You have instructed your solicitors, who now need to start the searches. At the same time you get a survey done on the house you are buying.
Have you discussed general timescales with your vendors? They may not be happy to leave it until September.
Are you treating the sale if your DP’s house as a separate transaction, or will the money from that go directly into the purchase of the house you are buying?
When you buy this is roughly the order:
You instruct solicitors.
They will conduct identity and anti money laundering checks on you.
The vendor sends the Property Information Form and the Fixtures and Fittings form through.
Your solicitor commissions the searches, and also looks at the title deeds.
You commission a survey (unless you decide not to, for some reason)
Then your solicitor follows up with enquiries: any questions you have from the forms or the survey. The vendors will be asked for relevant documents, anything from boiler service history to Building Regs Certificates.

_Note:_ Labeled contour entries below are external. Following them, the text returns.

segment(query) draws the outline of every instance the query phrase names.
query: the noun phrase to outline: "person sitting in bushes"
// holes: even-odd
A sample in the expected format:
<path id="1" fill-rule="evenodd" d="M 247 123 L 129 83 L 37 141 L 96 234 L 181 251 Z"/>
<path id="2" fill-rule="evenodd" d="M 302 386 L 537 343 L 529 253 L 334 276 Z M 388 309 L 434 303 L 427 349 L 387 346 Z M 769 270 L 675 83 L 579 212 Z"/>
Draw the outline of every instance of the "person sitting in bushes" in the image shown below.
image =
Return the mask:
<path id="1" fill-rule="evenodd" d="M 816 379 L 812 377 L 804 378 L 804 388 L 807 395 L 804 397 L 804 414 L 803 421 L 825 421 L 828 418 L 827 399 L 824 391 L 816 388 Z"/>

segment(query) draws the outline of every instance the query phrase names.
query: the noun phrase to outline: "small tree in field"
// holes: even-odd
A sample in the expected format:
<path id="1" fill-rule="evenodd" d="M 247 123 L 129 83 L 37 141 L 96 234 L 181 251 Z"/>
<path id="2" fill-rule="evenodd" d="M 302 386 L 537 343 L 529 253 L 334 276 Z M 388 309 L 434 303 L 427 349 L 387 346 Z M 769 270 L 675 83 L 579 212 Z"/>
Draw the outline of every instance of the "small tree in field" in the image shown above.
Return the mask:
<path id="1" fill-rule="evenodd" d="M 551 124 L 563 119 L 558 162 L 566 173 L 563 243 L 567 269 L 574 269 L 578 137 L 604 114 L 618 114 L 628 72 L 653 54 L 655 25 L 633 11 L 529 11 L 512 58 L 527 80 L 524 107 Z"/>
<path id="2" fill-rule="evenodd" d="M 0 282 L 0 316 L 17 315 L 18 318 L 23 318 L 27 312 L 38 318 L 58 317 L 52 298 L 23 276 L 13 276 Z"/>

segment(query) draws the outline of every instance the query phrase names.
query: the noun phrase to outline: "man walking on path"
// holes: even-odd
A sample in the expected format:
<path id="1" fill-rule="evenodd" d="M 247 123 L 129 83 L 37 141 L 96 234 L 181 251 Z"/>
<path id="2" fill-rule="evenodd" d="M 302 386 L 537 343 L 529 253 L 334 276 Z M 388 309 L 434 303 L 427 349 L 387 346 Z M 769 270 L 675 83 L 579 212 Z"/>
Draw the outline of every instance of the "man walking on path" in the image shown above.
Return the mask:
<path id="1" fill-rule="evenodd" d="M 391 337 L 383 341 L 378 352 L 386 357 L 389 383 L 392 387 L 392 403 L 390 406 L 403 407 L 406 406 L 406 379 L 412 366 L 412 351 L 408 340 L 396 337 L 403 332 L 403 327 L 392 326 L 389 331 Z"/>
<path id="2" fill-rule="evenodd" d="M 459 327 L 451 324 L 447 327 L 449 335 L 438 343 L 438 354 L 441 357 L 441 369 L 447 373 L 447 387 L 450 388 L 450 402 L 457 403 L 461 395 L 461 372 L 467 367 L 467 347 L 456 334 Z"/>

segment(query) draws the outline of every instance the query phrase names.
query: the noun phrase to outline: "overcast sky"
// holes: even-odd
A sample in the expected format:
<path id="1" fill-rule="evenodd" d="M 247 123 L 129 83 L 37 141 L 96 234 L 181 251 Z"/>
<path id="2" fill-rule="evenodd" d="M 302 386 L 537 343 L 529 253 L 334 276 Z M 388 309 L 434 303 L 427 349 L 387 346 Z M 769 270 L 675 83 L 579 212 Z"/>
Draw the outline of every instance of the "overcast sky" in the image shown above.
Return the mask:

You might want to adjust the price if the survey reveals something unexpected that requires urgent treatment, or ask the vendors to get it seen to (damp, for example).
All this goes in for a while, until everyone is satisfied, and then you move to exchange contracts. To be ready to do this you will need to have lodged your deposit (usually 10% of purchase price), with the solicitor and have the cash from the other house ready to pay the balance, OR exchange, and then complete, on the same day as your DP’s house and the money just transfers straight up the chain.
The completion date is set as part of the exchange. On completion the balance of the full purchase price transfers and you get your keys!
Anyone can pull out until exchange. Exchange is the exchange of signed contracts, legally binding all parties to complete.